In defense of low standards

I have in several places pointed out that what Texan's seem to think are high standards in education are typically very low when compared to the standards used by other states in the USA. And I will continue to do this for as long as I feel that people in Texas don't grasp how low the standards really are. But my argument here is that for some purposes, low standards are absolutely appropriate.

If we want to set some educational proficiency standard that we seriously expect all (or the overwhelming majority of) children to meet then we have to recognize that there are real differences in capabilities among individuals. That minimum standard should be well below what the average individual can achieve. The crucial fact about education is that one size does not fit all, but we do have to ensure that every child achieves some minimal proficiency. For this we need to allow minimum standards to be minimum.

Of course we should expect much more than the minimum from most children. A school in which every child meets a true minimum but little more is certainly failing to serve its students. Unfortunately the incentives in the current implementation of the No Child Left Behind program largely do direct schools to try to achieve the minimum for most students and provide little incentive to go beyond that. The temptation among many reformers is to raise the minimum standards. Unfortunately that will just have the consequence of leaving more children far behind, either through drop-outs or reclassification of children into exempt categories. Let's keep minimum standards as minimum standards.

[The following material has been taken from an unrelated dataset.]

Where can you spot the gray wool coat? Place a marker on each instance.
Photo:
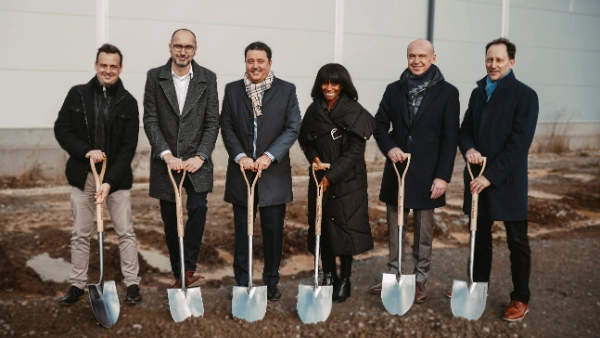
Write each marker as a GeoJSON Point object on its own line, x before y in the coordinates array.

If we want to establish incentives for schools to help all children, not just those near the minimum then we need to add something to the mix. We should measure schools by the year-on improvement of all children. If a high achieving student (who already meets the minimum standard) improves greatly, that should be to the school's credit. Likewise, a low achieving student (who doesn't meet the minimum standard) improves greatly than that should also be the the school's credit. Likewise, lack of improvement for either should count against the school. With incentives like these, then every child will be most improved irrespective of whether they also reach the minimum standard.

So the bottom line is that it is a good idea to keep the minimum standards minimum as long as those standards don't become the primary standards by which schools are judged.